Kahles has made all manner of hunting scopes over its more than 120-year history. However, those hunting scopes made in Austria are no longer imported into the U.S. Its sister company, Swarovski, has taken that market while Kahles has turned its focus to competition and target scopes for the American market to fill open niches in Swarovski’s lineup of scopes.

Kahles has entered the magnification race of competition shooting with its K 1050 10-50x 56mm scope. The original version of the scope was used on air rifles for field target shooting in the United Kingdom. “We beefed up the inside of the scope,” said Tom Hogan of Kahles, “and introduced it as a super-precision scope mainly for F-class and benchrest shooting.”
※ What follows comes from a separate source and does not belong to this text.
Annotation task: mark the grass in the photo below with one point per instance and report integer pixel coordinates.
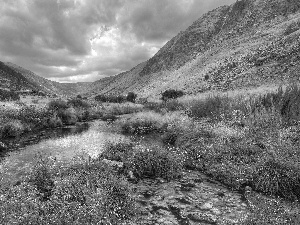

The 1050 fits fine for those sedentary target shooting sports. The scope is large with a weight of 31.4 ounces, length of 16.9 inches and 30mm main tube. The 56mm objective lens is none too large to provide a wide enough exit pupil with the scope turned to its higher magnifications.

The scope has 5.3 feet of elevation adjustment. That is plenty to turn up the elevation turret to shoot well past 1,200 yards. Windage adjustment is 3.6 feet. The parallax adjustment wheel is under the elevation turret. This is handy as you raise your eye slightly from behind the scope, and the wheel is right there. The dial turns to focus the scope down to 8 meters.

I mounted the Kahles on a Cooper Model 22 .243 Winchester. For a load I shot Hornady 105-grain A-MAX bullets with a muzzle velocity of 2,814 fps using 42.0 grains of Power Pro 4000-MR powder.

With the scope zeroed at 100 yards, I loosened two screws that held the elevation dial cap and turned the dial to lineup the “0” on the dial with the indicator mark on the tube. The dial still went four clicks below this zero set, in case I wanted to shoot a closer distance.